O encaminhamento do espírito, depois dos rituais realizados, corresponde a passar de volta pelo portão do Oníbodè (o guardião da entrada na fronteira entre o òrun e o àiyé) em direção a Olódùmarè, para receber o julgamento de seus atos na Terra. De acordo com o òrun ao qual foi destinado, continuará a exercer suas funções familiares, agora de modo mais poderoso sobre seus descendentes que a ele continuam a se referir como Bàbá mi (meu pai) ou Ìyá mi (minha mãe).
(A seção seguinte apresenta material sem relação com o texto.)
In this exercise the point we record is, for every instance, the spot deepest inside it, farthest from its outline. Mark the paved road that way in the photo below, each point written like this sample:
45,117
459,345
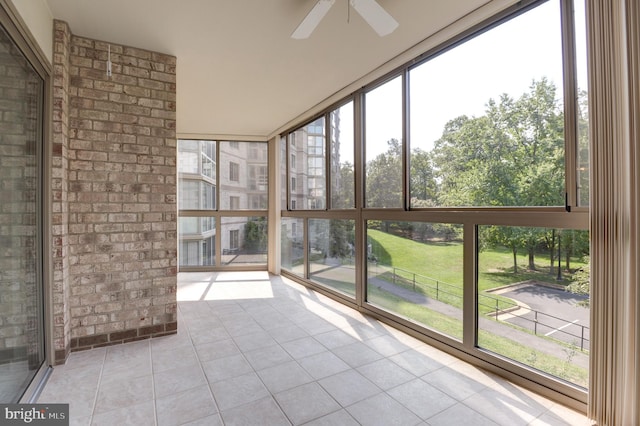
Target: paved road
554,313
Ikú, a morte, é visto como um agente criado por Olódùmarè para remover as pessoas cujo tempo na terra tenha terminado. A morte, denominada Ikú, e trata-se de um personagem masculino. Sua lógica é para as pessoas mais velhas, e que, dadas certas condições, devem viver até uma idade avançada. Por isso, quando uma pessoa jovem morre, o fato é considerado tragédia; por outro lado, a morte de uma pessoa idosa é ocasião para se alegrar. Costuma-se dizer: Ikú ki pa ni, ayò l’o npa ni (a morte não mata, são os excessos que matam).
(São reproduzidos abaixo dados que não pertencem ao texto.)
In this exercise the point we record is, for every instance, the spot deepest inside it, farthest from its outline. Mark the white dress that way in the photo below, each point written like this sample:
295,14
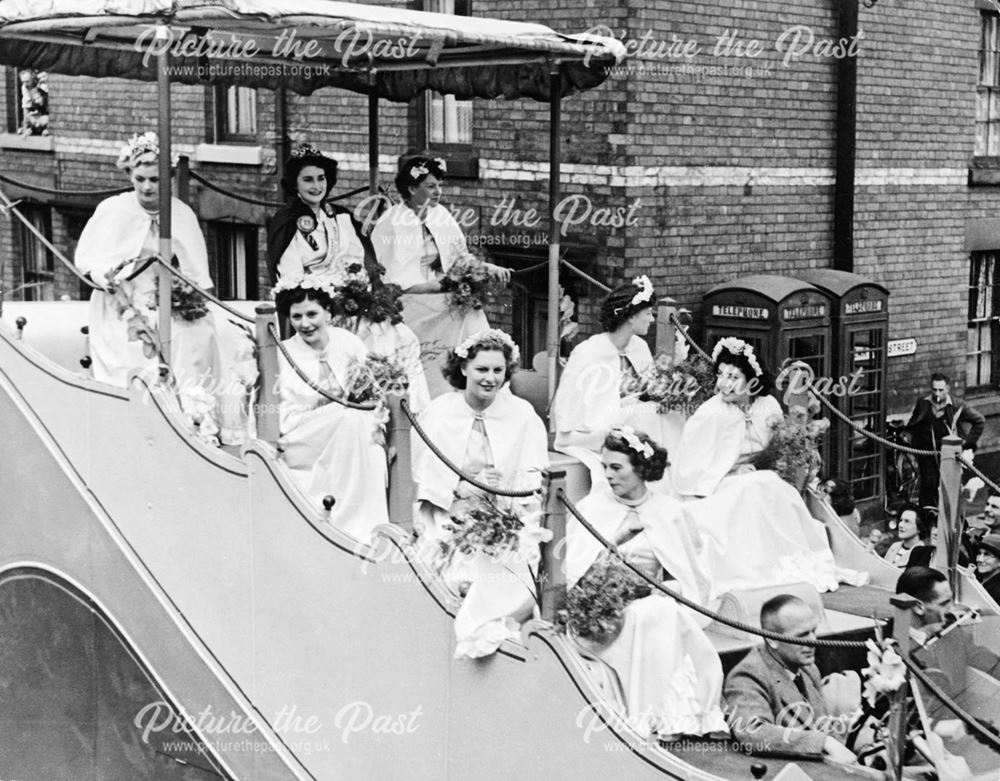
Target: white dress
204,354
411,251
329,448
510,438
756,530
669,670
588,403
Embora a morte seja inevitável, e imprevisível, ela pode sofrer alterações através da intervenção de Òrúnmìlà ou de qualquer outro òrìsà junto a Olódùmarè. Isto reflete a necessidade de um constante acompanhamento da situação de uma pessoa através do jogo. Daí o provérbio: Arùn l’a wò, a ki wo Ikú (A doença pode ser curada, a morte não pode ser remediada).
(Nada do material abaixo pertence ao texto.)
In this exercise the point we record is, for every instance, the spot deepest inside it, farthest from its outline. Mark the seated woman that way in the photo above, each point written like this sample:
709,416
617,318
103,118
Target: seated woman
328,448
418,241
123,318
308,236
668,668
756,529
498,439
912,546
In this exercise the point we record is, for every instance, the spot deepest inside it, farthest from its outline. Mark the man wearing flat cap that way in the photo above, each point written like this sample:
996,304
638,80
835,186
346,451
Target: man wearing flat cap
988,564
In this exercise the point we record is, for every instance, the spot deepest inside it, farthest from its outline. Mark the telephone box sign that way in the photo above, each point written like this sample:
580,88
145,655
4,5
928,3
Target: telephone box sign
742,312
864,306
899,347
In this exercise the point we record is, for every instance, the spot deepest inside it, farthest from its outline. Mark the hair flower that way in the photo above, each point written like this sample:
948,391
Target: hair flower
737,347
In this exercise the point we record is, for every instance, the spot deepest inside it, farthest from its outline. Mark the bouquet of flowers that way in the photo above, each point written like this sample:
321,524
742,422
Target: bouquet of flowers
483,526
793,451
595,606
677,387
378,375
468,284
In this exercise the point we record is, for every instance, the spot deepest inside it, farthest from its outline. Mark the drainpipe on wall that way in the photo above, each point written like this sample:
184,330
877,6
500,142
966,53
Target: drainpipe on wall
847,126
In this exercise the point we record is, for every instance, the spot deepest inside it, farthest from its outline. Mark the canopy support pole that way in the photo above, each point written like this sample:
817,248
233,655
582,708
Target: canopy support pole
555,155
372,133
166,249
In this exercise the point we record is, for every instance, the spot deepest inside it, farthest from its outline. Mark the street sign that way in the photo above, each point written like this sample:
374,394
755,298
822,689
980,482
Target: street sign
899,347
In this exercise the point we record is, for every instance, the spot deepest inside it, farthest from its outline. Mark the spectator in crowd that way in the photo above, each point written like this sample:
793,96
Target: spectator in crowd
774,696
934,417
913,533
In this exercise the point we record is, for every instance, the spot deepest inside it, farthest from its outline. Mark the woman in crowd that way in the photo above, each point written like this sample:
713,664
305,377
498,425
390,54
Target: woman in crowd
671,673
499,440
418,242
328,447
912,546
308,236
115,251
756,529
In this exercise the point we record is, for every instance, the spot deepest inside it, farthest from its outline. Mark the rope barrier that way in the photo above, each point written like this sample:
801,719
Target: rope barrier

Ikú está relacionado com a terra e sua missão é a de restituir à terra o que lhe pertence, conforme o mito trazido por Juana Elbein dos Santos no livro “Os Nagô e a Morte”, pág. 107:
“Quando Olórun procurava matéria apropriada para criar o ser humano, todos os ebora partiram em busca da tal matéria. Trouxeram diferentes coisas, mas nenhuma delas era adequada. Eles foram buscar lama, mas ela chorou e derramou lágrimas. Nenhum ebora quis tomar da menor parcela. Mas Ikú apareceu, apanhou um pouco de lama e não teve misericórdia de seu pranto. Levou-o a Olódùmarè, que pediu a Òrìsàlá e a Olúgama que o modelaram e foi Ele mesmo quem lhe insuflou seu hálito. Mas Olódùmarè determinou a Ikú que, por ter sido ele a apanhar a porção de lama, deveria recolocá-la em seu lugar a qualquer momento, e é por isso que Ikú sempre nos leva de volta para a lama.”
Sendo assim, Ikú é um agente primordial que torna possível o ciclo: nascimento - vida - morte - renascimento (ìbí - ìyè - ìkú - àtúnwá).
Fontes: livros "Òrún Àiyé- O Encontro de Dois Mundos" de José Beniste, e "Os Nagô e a Morte" de Juana Elbein dos Santos.